# Learning Goals
In our [Principled Data Processing](https://www.youtube.com/watch?v=ZSunU9GQdcI) approach, we want to make our data analysis:
- **auditable**
     - the result of every task, where possible, can be tested by a different analyst in a different language
- **reproducible**
     - the same results can be rebuilt by any scientist with the same tools and code
- **transparent**
     - the result of every task is reviewable
- **scalable**
     - the task and results are well-suited for "more than 2" (datasets used, analysists contributing to codebase, reports written, etc.)

There are some specific tools and functions we look for to achieve these characteristics in our code. This notebook is intended to introduce a number of these, provide some context, and stage some examples where possible.

_Note: This notebook is formatted as an overview of many python topics, and is not a good example of principled data analysis using Jupyter notebooks. For tips on how to utilize Jupyter notebooks to write python scripts iteratively and quickly, ask Bailey!_

In [None]:
# dependencies
import argparse
import logging
import numpy as np
import pandas as pd

## Absolute basics
We'll cover a few language-specific pointers here to get up to speed on some python syntax, and then we'll dive in to a few other topics related to principled data processing.
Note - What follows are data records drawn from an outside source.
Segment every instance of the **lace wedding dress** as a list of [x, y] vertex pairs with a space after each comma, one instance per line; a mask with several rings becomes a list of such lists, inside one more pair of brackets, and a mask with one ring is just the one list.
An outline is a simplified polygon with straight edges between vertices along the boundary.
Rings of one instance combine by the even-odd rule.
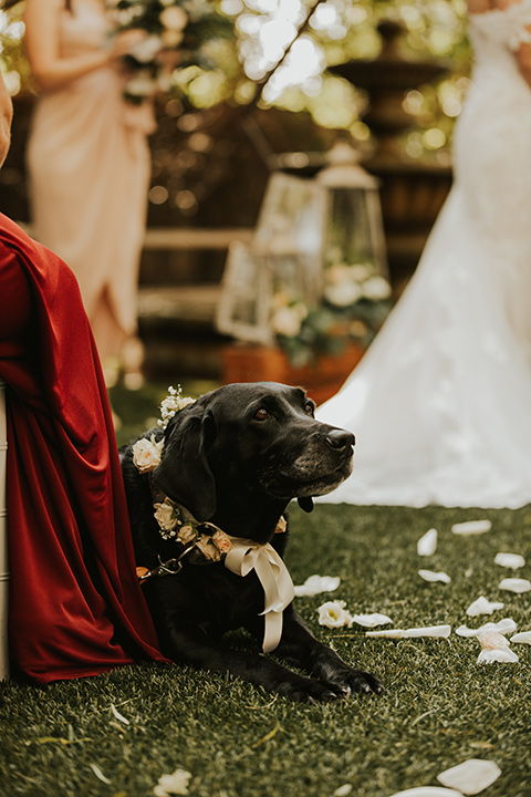
[[418, 268], [317, 412], [356, 435], [327, 503], [531, 503], [531, 89], [513, 54], [531, 0], [472, 14], [455, 183]]

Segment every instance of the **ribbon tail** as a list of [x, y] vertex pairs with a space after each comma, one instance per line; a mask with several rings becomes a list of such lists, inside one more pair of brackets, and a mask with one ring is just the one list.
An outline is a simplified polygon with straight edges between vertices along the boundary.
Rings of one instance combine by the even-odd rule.
[[282, 612], [271, 611], [264, 617], [266, 628], [263, 631], [262, 651], [271, 653], [279, 646], [282, 636]]

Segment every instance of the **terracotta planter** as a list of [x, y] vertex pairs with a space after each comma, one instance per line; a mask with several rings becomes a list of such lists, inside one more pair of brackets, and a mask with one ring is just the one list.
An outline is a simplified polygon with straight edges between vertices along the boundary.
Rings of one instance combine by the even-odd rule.
[[316, 404], [331, 398], [365, 350], [348, 343], [341, 354], [321, 354], [319, 360], [303, 368], [293, 368], [281, 349], [274, 346], [235, 344], [222, 353], [223, 383], [283, 382], [304, 387]]

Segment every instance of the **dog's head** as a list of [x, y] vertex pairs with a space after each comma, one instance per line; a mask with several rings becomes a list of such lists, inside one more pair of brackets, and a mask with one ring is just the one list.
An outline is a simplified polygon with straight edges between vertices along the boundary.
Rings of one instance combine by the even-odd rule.
[[315, 420], [300, 387], [275, 382], [229, 384], [176, 414], [153, 477], [169, 498], [201, 521], [220, 503], [325, 495], [352, 472], [354, 435]]

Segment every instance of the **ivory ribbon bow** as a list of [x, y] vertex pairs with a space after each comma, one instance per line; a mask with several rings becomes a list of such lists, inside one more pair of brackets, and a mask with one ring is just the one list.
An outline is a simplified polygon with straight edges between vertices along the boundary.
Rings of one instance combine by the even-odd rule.
[[294, 598], [293, 581], [282, 558], [273, 546], [259, 545], [239, 537], [229, 538], [232, 549], [227, 553], [225, 567], [237, 576], [254, 570], [264, 592], [266, 629], [262, 650], [270, 653], [278, 648], [282, 636], [282, 612]]

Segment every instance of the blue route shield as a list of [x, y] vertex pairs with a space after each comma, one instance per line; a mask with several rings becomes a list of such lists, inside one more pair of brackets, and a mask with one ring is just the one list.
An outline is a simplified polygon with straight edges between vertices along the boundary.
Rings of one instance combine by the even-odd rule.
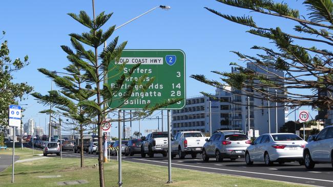
[[172, 65], [176, 63], [176, 55], [167, 55], [165, 56], [165, 61], [170, 65]]

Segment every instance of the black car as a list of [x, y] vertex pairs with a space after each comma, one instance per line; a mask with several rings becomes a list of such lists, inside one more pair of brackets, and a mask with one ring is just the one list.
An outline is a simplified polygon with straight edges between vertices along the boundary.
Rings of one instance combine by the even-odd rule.
[[125, 156], [133, 156], [141, 152], [141, 139], [133, 139], [129, 142], [125, 148]]

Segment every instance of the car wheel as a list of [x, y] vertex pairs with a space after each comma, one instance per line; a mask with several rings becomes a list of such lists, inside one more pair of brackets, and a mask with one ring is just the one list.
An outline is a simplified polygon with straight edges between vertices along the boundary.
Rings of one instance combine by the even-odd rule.
[[134, 152], [133, 151], [130, 151], [130, 156], [133, 156], [134, 155]]
[[141, 148], [141, 158], [145, 157], [145, 153], [144, 153], [144, 151], [143, 151], [143, 148]]
[[149, 155], [149, 157], [154, 158], [154, 152], [150, 147], [148, 148], [148, 155]]
[[315, 162], [312, 160], [309, 151], [306, 151], [304, 156], [304, 165], [307, 169], [313, 169], [315, 167]]
[[209, 157], [206, 153], [206, 151], [204, 149], [202, 150], [202, 160], [204, 162], [208, 162], [209, 161]]
[[215, 152], [215, 160], [217, 162], [223, 161], [223, 157], [221, 155], [221, 153], [219, 150], [217, 150]]
[[179, 156], [179, 159], [184, 159], [185, 158], [185, 153], [181, 151], [180, 148], [178, 149], [178, 156]]
[[253, 164], [253, 161], [251, 161], [251, 157], [249, 156], [249, 153], [248, 152], [246, 152], [245, 154], [245, 161], [248, 166]]
[[175, 154], [172, 154], [171, 155], [171, 159], [175, 159], [175, 157], [176, 157], [176, 155], [175, 155]]
[[269, 158], [269, 155], [268, 155], [268, 153], [267, 152], [265, 153], [265, 154], [264, 155], [264, 160], [265, 161], [265, 164], [266, 166], [272, 166], [272, 164], [273, 163], [272, 161], [270, 161], [270, 159]]

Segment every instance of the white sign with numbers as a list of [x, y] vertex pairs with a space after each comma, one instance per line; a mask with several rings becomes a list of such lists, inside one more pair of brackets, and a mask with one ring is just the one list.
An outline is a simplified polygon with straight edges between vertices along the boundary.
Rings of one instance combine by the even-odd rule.
[[309, 111], [302, 110], [299, 111], [300, 122], [308, 122], [309, 121]]

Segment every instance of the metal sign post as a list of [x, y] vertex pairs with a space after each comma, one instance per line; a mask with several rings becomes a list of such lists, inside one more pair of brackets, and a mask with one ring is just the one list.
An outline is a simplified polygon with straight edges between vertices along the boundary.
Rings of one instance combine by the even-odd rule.
[[21, 126], [21, 107], [17, 105], [9, 105], [9, 126], [13, 127], [13, 160], [12, 170], [12, 182], [14, 182], [14, 161], [15, 159], [15, 127]]
[[171, 115], [170, 110], [168, 110], [168, 170], [169, 178], [168, 183], [172, 183], [171, 180]]
[[120, 125], [120, 110], [118, 110], [118, 184], [119, 187], [121, 187], [122, 181], [121, 181], [121, 125]]
[[309, 121], [309, 112], [307, 110], [302, 110], [299, 111], [300, 122], [303, 123], [303, 139], [305, 139], [305, 124], [304, 122]]

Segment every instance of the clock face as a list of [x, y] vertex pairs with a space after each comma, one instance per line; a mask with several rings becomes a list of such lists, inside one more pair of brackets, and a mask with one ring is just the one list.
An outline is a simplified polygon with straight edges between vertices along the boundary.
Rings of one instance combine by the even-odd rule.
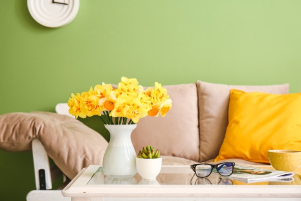
[[27, 0], [32, 17], [47, 27], [59, 27], [68, 24], [76, 16], [79, 0]]

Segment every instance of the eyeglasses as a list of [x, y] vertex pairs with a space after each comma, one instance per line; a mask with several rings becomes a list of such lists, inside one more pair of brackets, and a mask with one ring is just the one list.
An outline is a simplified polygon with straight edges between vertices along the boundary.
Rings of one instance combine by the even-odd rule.
[[216, 171], [214, 171], [214, 172], [217, 172], [222, 176], [230, 176], [233, 172], [234, 165], [235, 165], [235, 163], [231, 162], [215, 165], [201, 163], [191, 165], [190, 168], [195, 172], [197, 177], [204, 178], [209, 176], [212, 172], [213, 168], [215, 168], [216, 170]]

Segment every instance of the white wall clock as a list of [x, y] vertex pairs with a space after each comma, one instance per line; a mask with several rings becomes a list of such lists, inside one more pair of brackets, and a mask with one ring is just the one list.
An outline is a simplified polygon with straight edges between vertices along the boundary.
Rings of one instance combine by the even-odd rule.
[[27, 0], [32, 17], [47, 27], [59, 27], [71, 22], [79, 9], [79, 0]]

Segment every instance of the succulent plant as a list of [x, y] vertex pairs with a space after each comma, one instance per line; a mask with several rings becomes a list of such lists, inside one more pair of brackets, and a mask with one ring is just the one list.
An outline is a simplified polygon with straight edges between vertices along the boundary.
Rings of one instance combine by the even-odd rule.
[[160, 151], [157, 149], [155, 152], [155, 148], [149, 145], [146, 146], [146, 147], [143, 147], [138, 154], [138, 157], [140, 158], [158, 158], [160, 156]]

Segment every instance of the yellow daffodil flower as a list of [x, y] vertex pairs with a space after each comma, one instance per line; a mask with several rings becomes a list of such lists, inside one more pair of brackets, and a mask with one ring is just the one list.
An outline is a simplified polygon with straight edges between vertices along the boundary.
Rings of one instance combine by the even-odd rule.
[[[138, 84], [135, 78], [122, 77], [117, 89], [103, 82], [102, 85], [95, 85], [94, 89], [90, 87], [88, 91], [78, 93], [76, 95], [72, 93], [68, 102], [69, 113], [76, 118], [85, 118], [94, 115], [100, 116], [101, 111], [110, 111], [107, 122], [103, 119], [105, 124], [112, 122], [111, 119], [109, 121], [111, 117], [130, 119], [131, 123], [136, 123], [147, 115], [166, 115], [172, 106], [166, 89], [156, 82], [155, 88], [148, 87], [144, 90]], [[108, 114], [106, 113], [106, 115]]]
[[76, 93], [76, 96], [71, 93], [71, 97], [69, 98], [68, 101], [67, 105], [69, 107], [69, 113], [76, 117], [76, 119], [78, 117], [81, 118], [85, 118], [87, 117], [82, 108], [81, 108], [81, 99], [80, 94], [79, 93]]

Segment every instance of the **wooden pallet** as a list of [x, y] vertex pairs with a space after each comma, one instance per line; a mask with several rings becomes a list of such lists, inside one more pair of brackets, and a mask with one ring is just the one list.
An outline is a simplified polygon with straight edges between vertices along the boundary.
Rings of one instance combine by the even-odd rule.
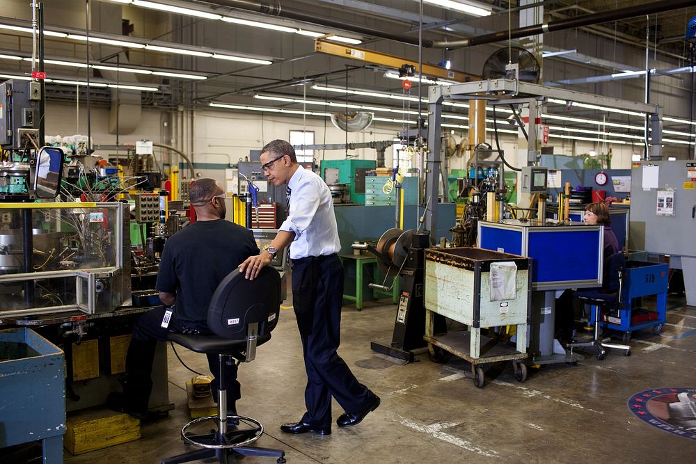
[[108, 409], [88, 409], [69, 415], [63, 444], [82, 454], [140, 439], [140, 421]]

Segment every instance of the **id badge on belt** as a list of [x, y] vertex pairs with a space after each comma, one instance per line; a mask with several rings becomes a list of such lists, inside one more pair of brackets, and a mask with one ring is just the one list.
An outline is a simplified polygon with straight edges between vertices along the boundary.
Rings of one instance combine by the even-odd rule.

If you need more information on python syntax and standard libraries, you're encouraged to ask questions, share code examples, and do a bit of googling. Also, check out:
- [Python Data Science Handbook](https://jakevdp.github.io/PythonDataScienceHandbook/)
- [the library of python books](https://wiki.python.org/moin/PythonBooks)
- [python's built-in types](https://docs.python.org/3/library/stdtypes.html#)
- [python's built-in functions](https://docs.python.org/3/library/functions.html)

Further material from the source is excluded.